VC funding to digital-health startups has soared in recent years as regulators force healthcare providers to upgrade their infrastructure, coinciding with an explosion in personal data from mobile and wearable devices. By 2030, the healthcare industry will produce as much data as was generated last year across all industries worldwide, according to a report by UBS Group AG.

The challenge to these startups is increasing the efficiency of an industry -- worth some $2 trillion globally -- whose responsibilities are increasing as populations age.

“It’s a huge market, and one that in certain areas is 30 years behind the curve,” Guy Preminger, head of PwC Israel’s technology division, said in a phone interview. “It will take a long time to change, but there’s no doubt that the use of data and technology will make care more personal and help improve the lives of patients.”

Investors Aim $1 Billion at Young Companies Trying to Save Our Lives

Historically an overlooked sector in Israel, digital health is garnering attention from tech entrepreneurs and investors. About 75 percent of the global deal flow goes to U.S. firms, though Israeli startups, along with those in China and India, are starting to grab an increasing share, according to the UBS report.

Prime Minister Benjamin Netanyahu is making healthtech a national priority. Earlier this year, the government earmarked 1 billion shekels ($272 million) to build the world’s largest digitized database of medical information, with the aim of attracting partnerships with startups and global tech and healthcare companies.

The country is starting from an advanced infrastructure base. More than one-quarter of Israel’s 6,000 startups are in the life-sciences industry, and its two biggest health-maintenance organizations have 6.7 million patients in their digital health records, 76 percent of the population. By way of comparison, Kaiser Permanente, an American health care provider, has a digitized network of about 9 million people in a country of 325 million.

Aside from the risk inherent to all startups, the challenge for Israel’s digital-health sector has been finding funding sources to push startups past expensive regulatory trials.

Without such funding, these companies end up “selling themselves really early and for peanuts,” Schindel, whose aMoon is working with Credit Suisse Group AG to locate investors, said in an interview at the fund’s headquarters. “Had they been given the large checks, there’s a good chance they could have reached value 10 to 20 times bigger. This is one of the bottlenecks we’re trying to clear.”

aMoon isn’t alone. Israel Biotech Fund is speaking with investors for a new fund of up to $120 million.
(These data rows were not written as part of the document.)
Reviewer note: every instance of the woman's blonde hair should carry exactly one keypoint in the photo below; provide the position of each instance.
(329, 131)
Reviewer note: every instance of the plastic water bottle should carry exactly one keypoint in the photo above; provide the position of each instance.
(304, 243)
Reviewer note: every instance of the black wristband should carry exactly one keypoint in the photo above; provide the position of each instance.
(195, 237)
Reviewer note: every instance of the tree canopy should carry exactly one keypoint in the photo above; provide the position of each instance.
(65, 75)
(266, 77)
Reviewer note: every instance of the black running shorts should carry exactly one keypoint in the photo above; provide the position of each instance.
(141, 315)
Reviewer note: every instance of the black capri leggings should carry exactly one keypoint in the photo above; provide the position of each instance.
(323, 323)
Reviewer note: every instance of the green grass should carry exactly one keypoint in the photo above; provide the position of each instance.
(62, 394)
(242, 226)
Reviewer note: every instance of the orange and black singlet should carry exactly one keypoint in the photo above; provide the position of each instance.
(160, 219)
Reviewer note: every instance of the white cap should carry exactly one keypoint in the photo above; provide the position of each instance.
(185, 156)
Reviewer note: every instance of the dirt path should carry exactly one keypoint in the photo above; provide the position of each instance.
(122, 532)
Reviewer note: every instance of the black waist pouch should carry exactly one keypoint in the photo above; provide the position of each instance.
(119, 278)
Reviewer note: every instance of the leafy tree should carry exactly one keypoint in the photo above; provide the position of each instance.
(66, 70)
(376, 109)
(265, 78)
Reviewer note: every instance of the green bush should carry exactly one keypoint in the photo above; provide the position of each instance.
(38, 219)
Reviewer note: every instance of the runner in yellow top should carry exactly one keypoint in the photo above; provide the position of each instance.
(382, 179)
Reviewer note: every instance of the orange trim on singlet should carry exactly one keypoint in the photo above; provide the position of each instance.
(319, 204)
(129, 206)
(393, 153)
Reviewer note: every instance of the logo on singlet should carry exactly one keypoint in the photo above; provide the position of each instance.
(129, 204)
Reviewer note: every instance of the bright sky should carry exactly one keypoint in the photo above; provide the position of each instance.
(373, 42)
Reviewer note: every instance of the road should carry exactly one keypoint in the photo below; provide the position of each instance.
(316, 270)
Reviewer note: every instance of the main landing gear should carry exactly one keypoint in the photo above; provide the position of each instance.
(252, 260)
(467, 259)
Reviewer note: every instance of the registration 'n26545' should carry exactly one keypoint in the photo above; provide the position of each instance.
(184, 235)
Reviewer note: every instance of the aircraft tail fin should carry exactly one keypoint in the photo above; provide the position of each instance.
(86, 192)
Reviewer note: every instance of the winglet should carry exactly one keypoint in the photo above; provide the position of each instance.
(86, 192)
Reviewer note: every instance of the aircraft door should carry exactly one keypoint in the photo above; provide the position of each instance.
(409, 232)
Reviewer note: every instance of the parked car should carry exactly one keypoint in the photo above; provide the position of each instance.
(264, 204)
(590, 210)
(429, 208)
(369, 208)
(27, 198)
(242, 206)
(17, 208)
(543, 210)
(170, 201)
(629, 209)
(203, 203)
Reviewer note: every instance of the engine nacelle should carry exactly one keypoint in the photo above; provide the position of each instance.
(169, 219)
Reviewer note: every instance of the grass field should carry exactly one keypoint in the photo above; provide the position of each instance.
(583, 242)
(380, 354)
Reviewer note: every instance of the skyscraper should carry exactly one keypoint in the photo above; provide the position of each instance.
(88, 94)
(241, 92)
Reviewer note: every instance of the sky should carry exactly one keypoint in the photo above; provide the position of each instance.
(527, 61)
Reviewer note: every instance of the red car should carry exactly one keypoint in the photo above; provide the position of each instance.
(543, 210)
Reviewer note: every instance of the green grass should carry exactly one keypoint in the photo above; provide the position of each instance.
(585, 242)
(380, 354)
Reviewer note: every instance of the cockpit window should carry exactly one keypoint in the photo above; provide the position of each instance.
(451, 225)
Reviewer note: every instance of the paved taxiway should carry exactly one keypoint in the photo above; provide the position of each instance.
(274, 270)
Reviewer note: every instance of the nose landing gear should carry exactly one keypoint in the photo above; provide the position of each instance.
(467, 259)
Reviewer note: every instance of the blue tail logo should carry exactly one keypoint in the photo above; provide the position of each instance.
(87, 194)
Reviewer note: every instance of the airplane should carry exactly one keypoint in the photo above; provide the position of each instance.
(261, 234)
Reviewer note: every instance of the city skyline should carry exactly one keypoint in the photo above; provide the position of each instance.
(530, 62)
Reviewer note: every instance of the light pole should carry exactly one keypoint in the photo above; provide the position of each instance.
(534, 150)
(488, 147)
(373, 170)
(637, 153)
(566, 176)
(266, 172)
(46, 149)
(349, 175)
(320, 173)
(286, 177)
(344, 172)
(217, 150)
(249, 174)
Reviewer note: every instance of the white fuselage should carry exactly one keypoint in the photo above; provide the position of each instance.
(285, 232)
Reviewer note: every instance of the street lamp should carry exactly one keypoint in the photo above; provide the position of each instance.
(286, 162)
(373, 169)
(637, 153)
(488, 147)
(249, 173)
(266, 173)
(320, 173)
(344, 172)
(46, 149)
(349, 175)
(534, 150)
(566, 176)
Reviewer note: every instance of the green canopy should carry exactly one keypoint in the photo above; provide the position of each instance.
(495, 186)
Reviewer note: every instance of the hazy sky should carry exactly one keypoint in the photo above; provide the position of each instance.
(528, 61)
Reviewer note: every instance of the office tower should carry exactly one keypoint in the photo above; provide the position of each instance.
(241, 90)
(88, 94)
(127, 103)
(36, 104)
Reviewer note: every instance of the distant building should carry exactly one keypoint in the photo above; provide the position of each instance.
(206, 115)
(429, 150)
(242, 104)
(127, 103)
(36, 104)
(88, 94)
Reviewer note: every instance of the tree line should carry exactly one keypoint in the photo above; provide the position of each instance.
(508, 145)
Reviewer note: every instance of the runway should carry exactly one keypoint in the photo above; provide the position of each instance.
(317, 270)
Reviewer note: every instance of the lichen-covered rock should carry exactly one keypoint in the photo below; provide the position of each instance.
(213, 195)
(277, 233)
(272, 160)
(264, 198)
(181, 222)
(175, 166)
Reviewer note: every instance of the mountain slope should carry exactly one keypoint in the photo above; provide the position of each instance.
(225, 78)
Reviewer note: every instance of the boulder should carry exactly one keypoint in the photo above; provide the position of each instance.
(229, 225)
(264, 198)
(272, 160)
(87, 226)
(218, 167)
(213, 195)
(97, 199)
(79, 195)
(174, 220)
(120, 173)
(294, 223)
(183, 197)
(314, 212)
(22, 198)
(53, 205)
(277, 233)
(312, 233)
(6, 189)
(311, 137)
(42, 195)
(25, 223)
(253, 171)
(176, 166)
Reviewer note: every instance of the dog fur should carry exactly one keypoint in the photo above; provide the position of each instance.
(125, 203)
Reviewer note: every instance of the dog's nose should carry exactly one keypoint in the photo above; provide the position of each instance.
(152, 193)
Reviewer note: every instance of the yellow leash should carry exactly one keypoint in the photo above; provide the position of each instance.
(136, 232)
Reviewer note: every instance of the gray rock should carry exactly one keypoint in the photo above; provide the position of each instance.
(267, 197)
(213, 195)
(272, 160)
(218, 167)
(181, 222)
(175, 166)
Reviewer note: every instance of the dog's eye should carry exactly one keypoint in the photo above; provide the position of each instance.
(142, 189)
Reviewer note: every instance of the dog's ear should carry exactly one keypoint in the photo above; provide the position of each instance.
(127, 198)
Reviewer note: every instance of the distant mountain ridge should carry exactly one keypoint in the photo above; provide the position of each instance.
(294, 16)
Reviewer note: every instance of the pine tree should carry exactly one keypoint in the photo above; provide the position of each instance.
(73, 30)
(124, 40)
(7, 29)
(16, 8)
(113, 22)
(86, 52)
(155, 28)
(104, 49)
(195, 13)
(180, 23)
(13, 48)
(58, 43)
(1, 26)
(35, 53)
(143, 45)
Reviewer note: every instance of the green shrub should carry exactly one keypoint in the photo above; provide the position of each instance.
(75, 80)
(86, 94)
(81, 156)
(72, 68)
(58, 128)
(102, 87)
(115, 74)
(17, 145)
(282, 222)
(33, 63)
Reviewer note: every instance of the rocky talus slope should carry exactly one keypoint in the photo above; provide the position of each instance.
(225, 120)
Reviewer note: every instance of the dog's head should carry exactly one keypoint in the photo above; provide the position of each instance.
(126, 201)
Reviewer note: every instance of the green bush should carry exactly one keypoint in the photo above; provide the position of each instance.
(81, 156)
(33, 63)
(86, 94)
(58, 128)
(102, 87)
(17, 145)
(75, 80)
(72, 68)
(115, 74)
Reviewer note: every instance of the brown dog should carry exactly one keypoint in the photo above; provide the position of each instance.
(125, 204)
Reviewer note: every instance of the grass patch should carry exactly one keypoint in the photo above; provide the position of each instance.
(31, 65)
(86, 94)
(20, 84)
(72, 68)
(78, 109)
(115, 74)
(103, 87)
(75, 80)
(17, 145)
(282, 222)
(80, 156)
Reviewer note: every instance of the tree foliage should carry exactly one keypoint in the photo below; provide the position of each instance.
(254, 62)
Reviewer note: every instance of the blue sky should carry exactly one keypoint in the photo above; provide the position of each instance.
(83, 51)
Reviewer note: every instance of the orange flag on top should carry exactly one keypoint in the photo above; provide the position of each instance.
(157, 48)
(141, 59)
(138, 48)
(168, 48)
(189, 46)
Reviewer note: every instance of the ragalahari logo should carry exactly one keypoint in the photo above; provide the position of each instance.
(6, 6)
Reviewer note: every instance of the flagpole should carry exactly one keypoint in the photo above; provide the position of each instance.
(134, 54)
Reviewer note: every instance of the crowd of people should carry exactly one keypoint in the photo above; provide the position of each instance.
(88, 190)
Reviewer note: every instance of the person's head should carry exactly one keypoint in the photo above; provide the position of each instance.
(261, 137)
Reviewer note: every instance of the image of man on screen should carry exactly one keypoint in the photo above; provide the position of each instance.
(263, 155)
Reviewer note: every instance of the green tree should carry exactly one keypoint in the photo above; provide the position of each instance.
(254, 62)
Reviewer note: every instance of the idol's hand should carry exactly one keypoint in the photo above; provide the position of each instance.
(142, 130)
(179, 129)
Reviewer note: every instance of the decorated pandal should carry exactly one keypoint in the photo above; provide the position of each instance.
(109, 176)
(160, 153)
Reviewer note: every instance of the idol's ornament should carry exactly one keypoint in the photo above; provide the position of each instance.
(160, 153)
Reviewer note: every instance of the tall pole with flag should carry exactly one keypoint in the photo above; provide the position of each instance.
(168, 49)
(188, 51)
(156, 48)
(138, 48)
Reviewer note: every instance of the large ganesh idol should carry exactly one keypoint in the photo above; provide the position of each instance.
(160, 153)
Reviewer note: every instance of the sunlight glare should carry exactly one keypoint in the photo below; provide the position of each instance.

The Israeli VC firm Pontifax Ltd., whose major exits include Kite Pharma Inc. and Urogen Pharma Ltd., raised a $250 million fund earlier this year, and just closed another round. Pontifax cobbled together $150 million for late-stage investments, with a focus on European startups, according to a person familiar with the matter.

Pontifax counts American International Group Inc. as an investor in the new fund, the person said, speaking on condition of anonymity as the funding round isn’t public. A representative for AIG declined to comment. Pontifax didn’t respond to requests for comment.

Investors Aim $1 Billion at Young Companies Trying to Save Our Lives

aMoon still has another eight weeks before it closes the current funding round but it’s already started putting money to work, bankrolling four Israeli startups with $51 million.

“Our goal is to generate returns and help cure people, but also to build the next growth engine for the Israeli economy,” Schindel said. “We ought to contribute more to global healthcare, because we can.”